My interview about Brahma is up on DotNetRocks, you can find it here. I hope this helps Brahma’s popularity and remember, contributions are most welcome (samples, help getting Brahma to run on Mono on Linux)!
I’ve recently had a new idea, the concept of using user-defined types with Brahma. This should (hopefully) be out soon! Look out!
From your experience with Brahma, do you think it would be possible to write Vertex and PixelSharder for XNA or WPF using Linq ?
Yes, XNA uses straight HLSL, so that’s possible. Only the ComputationProvider and parts of the data-parallel array would change. If there’s demand for it, I guess a Brahma.Xna is easy enough.
WPF on the other hand presents its own set of problems. I did try to write a Brahma.Wpf which would generate ShaderEffects given queries, but that didn’t work ’cause there’s information I need to do this stuff automatically which WPF doesn’t expose.

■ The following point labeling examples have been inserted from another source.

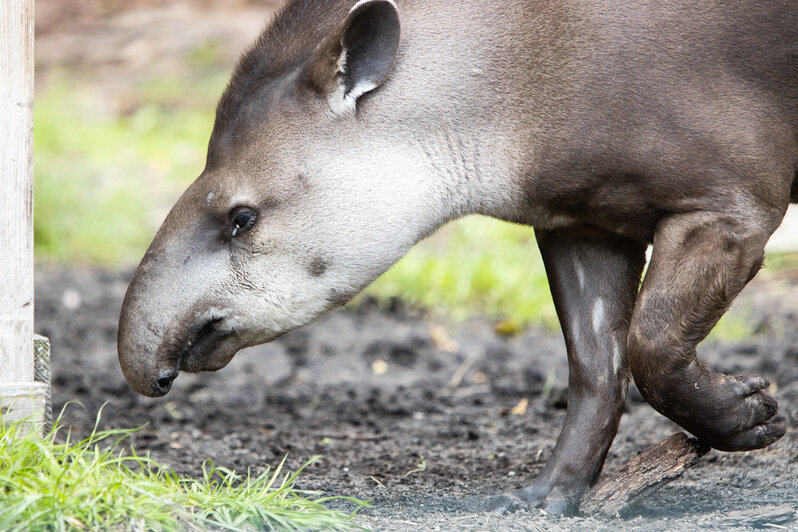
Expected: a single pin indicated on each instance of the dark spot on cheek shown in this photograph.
(317, 267)
(338, 299)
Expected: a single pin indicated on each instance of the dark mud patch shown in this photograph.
(414, 416)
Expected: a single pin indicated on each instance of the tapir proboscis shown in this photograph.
(350, 131)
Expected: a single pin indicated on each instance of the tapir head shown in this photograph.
(302, 202)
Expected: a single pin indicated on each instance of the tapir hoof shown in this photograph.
(553, 501)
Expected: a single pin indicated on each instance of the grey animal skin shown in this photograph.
(349, 132)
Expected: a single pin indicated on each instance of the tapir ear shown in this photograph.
(357, 57)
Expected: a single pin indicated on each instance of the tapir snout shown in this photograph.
(607, 126)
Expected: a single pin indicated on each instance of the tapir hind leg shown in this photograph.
(700, 262)
(594, 278)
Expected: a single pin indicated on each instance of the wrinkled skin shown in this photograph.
(350, 132)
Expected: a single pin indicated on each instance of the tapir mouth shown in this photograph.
(202, 349)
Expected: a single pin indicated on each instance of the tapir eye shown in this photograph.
(243, 218)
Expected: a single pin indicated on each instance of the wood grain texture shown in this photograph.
(642, 475)
(16, 189)
(42, 374)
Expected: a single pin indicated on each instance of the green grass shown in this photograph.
(475, 266)
(95, 484)
(104, 179)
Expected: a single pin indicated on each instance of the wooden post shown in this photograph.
(20, 395)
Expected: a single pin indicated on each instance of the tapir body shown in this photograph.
(351, 131)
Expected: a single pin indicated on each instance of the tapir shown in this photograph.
(351, 130)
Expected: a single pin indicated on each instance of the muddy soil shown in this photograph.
(422, 419)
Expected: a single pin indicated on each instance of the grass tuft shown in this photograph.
(96, 484)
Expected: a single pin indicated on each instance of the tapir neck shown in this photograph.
(458, 99)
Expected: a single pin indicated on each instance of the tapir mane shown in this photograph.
(285, 42)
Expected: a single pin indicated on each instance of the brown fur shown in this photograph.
(606, 125)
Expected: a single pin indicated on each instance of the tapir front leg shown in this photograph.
(701, 261)
(594, 278)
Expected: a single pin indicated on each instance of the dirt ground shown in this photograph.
(422, 419)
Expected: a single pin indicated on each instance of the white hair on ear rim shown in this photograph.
(361, 2)
(341, 101)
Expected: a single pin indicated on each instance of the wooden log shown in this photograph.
(20, 396)
(642, 475)
(16, 191)
(42, 374)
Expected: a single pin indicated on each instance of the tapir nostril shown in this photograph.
(164, 382)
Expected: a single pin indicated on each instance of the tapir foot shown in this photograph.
(728, 413)
(538, 495)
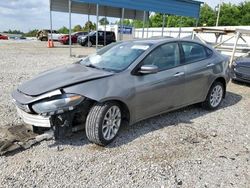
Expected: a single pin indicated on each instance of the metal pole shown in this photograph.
(235, 46)
(144, 18)
(97, 20)
(180, 28)
(163, 24)
(105, 28)
(122, 22)
(70, 42)
(88, 24)
(50, 20)
(218, 15)
(147, 26)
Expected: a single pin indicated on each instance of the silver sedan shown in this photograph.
(123, 83)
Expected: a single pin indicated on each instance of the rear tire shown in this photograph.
(103, 123)
(88, 44)
(214, 96)
(44, 39)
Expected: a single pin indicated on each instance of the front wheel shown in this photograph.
(214, 97)
(103, 123)
(88, 44)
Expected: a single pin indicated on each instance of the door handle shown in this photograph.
(210, 65)
(178, 74)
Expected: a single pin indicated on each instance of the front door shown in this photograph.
(198, 67)
(162, 91)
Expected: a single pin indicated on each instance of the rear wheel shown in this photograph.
(103, 123)
(89, 44)
(214, 97)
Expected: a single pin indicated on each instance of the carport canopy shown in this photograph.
(124, 9)
(134, 8)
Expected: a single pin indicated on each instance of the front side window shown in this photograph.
(116, 57)
(193, 52)
(164, 57)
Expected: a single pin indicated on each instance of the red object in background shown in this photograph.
(64, 39)
(3, 37)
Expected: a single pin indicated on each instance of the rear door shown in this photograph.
(198, 67)
(156, 93)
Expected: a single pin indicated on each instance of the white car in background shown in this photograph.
(45, 35)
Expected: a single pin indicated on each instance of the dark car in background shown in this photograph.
(104, 38)
(64, 39)
(240, 69)
(45, 34)
(3, 37)
(123, 83)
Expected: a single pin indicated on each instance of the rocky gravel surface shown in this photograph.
(190, 147)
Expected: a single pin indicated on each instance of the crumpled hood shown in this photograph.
(61, 77)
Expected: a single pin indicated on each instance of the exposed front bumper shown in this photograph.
(35, 120)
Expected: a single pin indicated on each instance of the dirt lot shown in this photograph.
(190, 147)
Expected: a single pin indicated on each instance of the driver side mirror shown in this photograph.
(148, 69)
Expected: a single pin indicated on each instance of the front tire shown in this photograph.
(214, 97)
(103, 123)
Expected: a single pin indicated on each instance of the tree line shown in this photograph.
(231, 15)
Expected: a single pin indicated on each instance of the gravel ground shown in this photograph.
(190, 147)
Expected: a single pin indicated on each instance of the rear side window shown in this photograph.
(194, 52)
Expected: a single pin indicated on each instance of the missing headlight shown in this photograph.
(57, 105)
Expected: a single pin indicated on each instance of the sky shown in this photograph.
(26, 15)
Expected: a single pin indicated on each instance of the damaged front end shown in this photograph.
(62, 112)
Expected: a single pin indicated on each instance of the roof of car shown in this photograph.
(157, 40)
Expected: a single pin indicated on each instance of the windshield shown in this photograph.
(116, 57)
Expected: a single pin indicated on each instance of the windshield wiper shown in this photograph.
(92, 66)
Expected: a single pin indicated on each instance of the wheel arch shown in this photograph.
(224, 83)
(122, 104)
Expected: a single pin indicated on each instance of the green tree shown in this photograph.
(245, 13)
(207, 16)
(89, 26)
(126, 22)
(63, 30)
(77, 28)
(104, 21)
(31, 33)
(230, 15)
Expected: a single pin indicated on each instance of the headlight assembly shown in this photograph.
(58, 104)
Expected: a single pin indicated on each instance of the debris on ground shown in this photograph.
(19, 137)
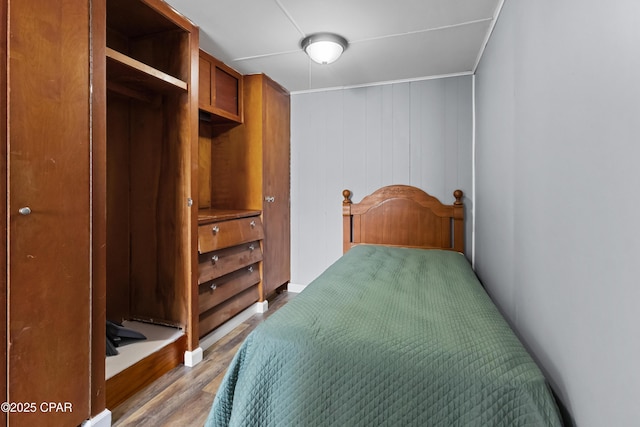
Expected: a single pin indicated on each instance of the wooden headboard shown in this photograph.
(402, 215)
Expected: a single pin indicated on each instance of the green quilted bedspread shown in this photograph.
(386, 337)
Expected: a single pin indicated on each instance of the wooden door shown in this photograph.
(3, 207)
(276, 180)
(49, 228)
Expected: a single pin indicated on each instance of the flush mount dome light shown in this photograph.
(324, 48)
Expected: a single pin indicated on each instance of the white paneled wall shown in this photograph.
(417, 133)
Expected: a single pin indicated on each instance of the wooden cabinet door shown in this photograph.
(276, 180)
(49, 224)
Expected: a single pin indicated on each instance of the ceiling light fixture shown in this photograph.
(324, 48)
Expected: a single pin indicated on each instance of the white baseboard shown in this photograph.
(262, 306)
(192, 358)
(296, 289)
(103, 419)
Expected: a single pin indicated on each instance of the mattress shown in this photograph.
(386, 336)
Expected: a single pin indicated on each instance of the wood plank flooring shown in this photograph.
(183, 396)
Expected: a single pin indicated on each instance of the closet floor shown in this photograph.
(158, 336)
(183, 396)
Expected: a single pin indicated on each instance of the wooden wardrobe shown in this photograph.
(244, 168)
(99, 141)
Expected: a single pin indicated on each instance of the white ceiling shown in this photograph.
(388, 40)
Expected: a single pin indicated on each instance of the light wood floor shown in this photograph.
(184, 395)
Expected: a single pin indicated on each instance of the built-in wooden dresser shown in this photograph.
(229, 263)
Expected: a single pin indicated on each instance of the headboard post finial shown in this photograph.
(347, 197)
(458, 195)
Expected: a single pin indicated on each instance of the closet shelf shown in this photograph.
(124, 70)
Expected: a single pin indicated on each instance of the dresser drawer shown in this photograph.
(219, 314)
(224, 261)
(223, 234)
(221, 289)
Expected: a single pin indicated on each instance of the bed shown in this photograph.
(398, 331)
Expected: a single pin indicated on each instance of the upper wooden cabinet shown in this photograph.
(220, 91)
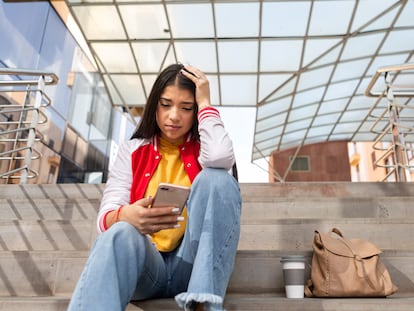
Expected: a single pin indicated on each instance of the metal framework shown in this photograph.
(19, 121)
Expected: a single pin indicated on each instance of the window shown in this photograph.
(300, 164)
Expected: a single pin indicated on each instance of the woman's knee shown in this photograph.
(215, 178)
(122, 235)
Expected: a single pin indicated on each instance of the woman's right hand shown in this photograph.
(150, 220)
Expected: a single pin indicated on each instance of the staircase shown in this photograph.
(46, 232)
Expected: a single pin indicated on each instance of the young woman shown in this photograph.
(146, 252)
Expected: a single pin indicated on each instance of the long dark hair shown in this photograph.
(171, 75)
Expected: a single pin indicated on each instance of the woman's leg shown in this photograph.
(120, 259)
(211, 239)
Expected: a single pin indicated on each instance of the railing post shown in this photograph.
(398, 141)
(32, 129)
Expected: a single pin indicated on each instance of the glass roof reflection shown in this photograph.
(304, 65)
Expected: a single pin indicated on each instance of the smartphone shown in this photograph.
(171, 195)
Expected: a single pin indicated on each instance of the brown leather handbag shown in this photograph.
(347, 268)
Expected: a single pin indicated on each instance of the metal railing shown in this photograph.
(395, 140)
(23, 99)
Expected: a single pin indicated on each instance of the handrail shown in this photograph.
(49, 77)
(386, 69)
(397, 131)
(19, 129)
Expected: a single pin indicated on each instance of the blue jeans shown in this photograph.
(124, 265)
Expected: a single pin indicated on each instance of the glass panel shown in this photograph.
(240, 56)
(275, 121)
(237, 19)
(94, 22)
(281, 55)
(353, 115)
(308, 97)
(333, 105)
(303, 112)
(363, 45)
(314, 77)
(350, 70)
(116, 99)
(343, 89)
(269, 83)
(364, 137)
(285, 19)
(130, 88)
(214, 90)
(238, 90)
(406, 17)
(346, 128)
(361, 102)
(330, 17)
(397, 41)
(367, 12)
(296, 137)
(273, 108)
(285, 90)
(294, 126)
(191, 20)
(315, 48)
(329, 58)
(145, 21)
(200, 54)
(148, 81)
(268, 135)
(317, 131)
(268, 144)
(106, 53)
(382, 22)
(150, 55)
(331, 118)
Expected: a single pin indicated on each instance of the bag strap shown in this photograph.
(357, 258)
(308, 288)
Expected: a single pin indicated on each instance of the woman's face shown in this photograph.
(175, 113)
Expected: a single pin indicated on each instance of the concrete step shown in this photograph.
(51, 191)
(269, 191)
(282, 234)
(267, 302)
(55, 273)
(380, 208)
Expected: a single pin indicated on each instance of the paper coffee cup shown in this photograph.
(294, 275)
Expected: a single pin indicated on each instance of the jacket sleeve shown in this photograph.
(118, 185)
(216, 147)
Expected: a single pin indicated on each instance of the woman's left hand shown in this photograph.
(202, 85)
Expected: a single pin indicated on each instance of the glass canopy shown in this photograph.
(304, 65)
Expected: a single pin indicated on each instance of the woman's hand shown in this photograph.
(201, 83)
(149, 220)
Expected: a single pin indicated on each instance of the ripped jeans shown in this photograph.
(124, 265)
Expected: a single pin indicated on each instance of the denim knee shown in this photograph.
(123, 235)
(214, 178)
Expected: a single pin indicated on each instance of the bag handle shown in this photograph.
(360, 268)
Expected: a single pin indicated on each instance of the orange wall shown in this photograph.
(329, 161)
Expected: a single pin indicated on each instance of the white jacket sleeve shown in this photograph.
(118, 185)
(216, 148)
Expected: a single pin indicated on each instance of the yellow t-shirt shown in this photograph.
(170, 170)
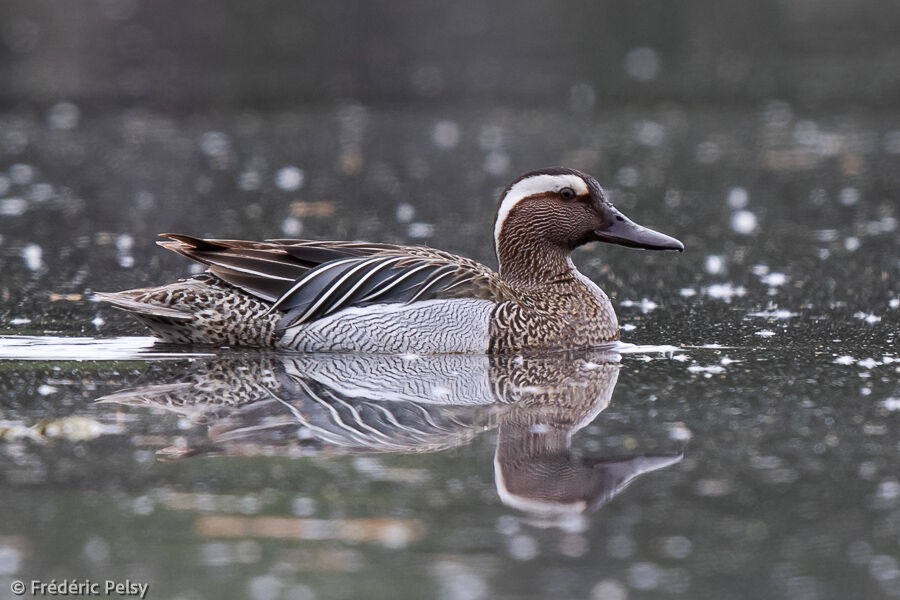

Awesome idea! Hi Ananth, pretty impressive coding, it’l take me a while to get my head around it all.
Speedup on my box with the sorting sample is only 2-3x though (still not bad), i’ll look at it to see where the bottleneck is.
Hi Ananth, in your interview you mention OpenCL – there’s a fairly new .net wrapper for it at http://www.hoopoe-cloud.com/Solutions/OpenCL.NET
Could this help with Brahma?
Yes, it most certainly will. That is the very wrapper I am looking at to bring OpenCL support to Brahma.